Der Kapitalismus existiert nicht eben als Kapitalismus in einer eindeutigen Form, es ist eher wie Wikipedia schreibt:
"... Allgemein begreift man Kapitalismus als eine Wirtschafts- und Gesellschaftsordnung, die auf Privateigentum an den Produktionsmitteln und einer Steuerung von Produktion und Konsum über den Markt beruht. Als weitere Merkmale werden genannt: die Akkumulation und das „Streben nach Gewinn im kontinuierlichen, rationalen kapitalistischen Betrieb“. ..."
Insofern sind freie Marktwirtschaft und soziale Marktwirtschaft als Varianten des Oberbegriffes Kapitalismus zu sehen.
Bei uns in Deutschland ist der Begriff der "Sozialen Marktwirtschaft" geprägt worden.

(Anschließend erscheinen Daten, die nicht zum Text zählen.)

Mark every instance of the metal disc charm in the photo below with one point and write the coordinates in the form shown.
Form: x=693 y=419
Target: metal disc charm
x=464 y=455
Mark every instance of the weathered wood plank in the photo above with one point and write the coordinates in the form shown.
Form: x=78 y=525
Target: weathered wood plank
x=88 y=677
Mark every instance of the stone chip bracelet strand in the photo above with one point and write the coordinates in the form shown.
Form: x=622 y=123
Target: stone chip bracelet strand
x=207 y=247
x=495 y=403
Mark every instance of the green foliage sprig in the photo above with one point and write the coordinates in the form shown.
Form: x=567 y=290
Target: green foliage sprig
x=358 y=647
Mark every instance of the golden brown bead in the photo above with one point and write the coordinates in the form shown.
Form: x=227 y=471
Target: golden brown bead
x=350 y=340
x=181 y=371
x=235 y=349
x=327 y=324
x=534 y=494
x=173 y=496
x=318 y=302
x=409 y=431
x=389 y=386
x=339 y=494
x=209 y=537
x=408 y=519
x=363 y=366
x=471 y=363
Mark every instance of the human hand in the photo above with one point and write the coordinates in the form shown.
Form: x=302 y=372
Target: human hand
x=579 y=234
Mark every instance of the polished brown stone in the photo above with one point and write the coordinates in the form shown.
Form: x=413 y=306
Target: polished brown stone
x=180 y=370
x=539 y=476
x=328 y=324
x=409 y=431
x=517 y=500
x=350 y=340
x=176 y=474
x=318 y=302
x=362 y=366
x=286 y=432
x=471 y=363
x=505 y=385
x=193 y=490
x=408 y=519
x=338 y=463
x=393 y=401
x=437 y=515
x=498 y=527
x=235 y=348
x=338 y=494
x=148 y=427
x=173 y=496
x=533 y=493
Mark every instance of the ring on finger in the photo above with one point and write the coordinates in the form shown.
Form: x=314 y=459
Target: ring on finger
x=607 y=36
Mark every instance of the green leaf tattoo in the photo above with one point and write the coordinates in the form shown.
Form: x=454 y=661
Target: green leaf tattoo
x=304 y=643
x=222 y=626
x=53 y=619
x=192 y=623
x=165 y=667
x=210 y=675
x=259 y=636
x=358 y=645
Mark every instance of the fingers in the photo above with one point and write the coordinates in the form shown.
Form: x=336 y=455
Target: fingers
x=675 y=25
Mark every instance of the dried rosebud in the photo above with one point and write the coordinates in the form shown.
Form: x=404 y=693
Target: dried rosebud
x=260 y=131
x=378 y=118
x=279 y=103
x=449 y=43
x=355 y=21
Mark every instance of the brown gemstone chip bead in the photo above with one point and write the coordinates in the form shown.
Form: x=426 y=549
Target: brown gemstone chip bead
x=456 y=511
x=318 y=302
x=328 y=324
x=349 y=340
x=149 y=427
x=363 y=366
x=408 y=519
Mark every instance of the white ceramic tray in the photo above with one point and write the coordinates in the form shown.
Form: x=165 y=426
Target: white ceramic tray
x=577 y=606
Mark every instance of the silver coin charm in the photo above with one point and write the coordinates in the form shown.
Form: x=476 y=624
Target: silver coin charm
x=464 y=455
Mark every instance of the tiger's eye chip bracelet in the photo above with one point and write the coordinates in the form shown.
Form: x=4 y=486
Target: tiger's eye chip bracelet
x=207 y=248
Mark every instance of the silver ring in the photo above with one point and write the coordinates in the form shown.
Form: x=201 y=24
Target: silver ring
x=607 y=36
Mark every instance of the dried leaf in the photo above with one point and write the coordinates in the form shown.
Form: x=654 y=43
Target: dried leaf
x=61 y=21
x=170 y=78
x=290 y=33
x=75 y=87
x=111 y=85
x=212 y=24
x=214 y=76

Wikipedia schreibt:
"... Soziale Marktwirtschaft ist ein gesellschafts- und wirtschaftspolitisches Leitbild mit dem Ziel, „auf der Basis der Wettbewerbswirtschaft die freie Initiative mit einem gerade durch die wirtschaftliche Leistung gesicherten sozialen Fortschritt zu verbinden. Das Konzept basiert auf Vorstellungen, die mit durchaus unterschiedlicher Akzentuierung von einigen Wissenschaftlern schon in den 1930er und 1940er Jahren entwickelt wurden und die unter dem – heute mehrdeutigen – Ausdruck Neoliberalismus subsumiert worden sind. Hier spielt vor allem der Ordoliberalismus eine besondere Rolle, als dessen wichtigster Repräsentant Walter Eucken gilt. Als weitere geistige „Gründerväter“ gelten Franz Böhm, Alexander Rüstow und Wilhelm Röpke. ..."
Der wohl bekannteste Politiker, der diese Ideen in der frühen Bundesrepublik konsequent umgesetzt hatte, war Ludwig Erhard.
Grundleitlinie dieser Ideen war und ist unter anderem auch eine Äußerung von Alexander Rüstow:
"Der neue Liberalismus jedenfalls, der heute vertretbar ist, und den ich und meine Freunde vertreten, fordert einen starken Staat, ein Staat oberhalb der Wirtschaft, oberhalb der Interessen, wo er hingehört."
Dieses Zitat stufe ich als die Definition des Neoliberalismus ein.

Zum Verständnis dazu möchte ich kurz ausführen, was das in Realität bedeuten würde:
Es bedarf eines starken Staates, der die Grundbedürfnisse der Bürger an einen Staat erfüllt, wie Sicherheit, Rechtsprechung und Verteidigung, der die Randbedingungen, die Leitplanken für die wirtschaftliche Entwicklung und das wirtschaftliche Handeln setzt. Ein Staat, der sich aber grundsätzlich als neutral definiert und sich oberhalb der wirtschaftlichen Interessen einzuordnen hat. Der Staat selbst hat im Wirtschaftsgeschehen nichts zu suchen. Er hat sich nicht in das wirtschaftliche Treiben einzumischen und Partei für den einen oder anderen zu ergreifen, sondern im Gegenteil dafür zu sorgen, dass ein fairer Wettbewerb herrscht.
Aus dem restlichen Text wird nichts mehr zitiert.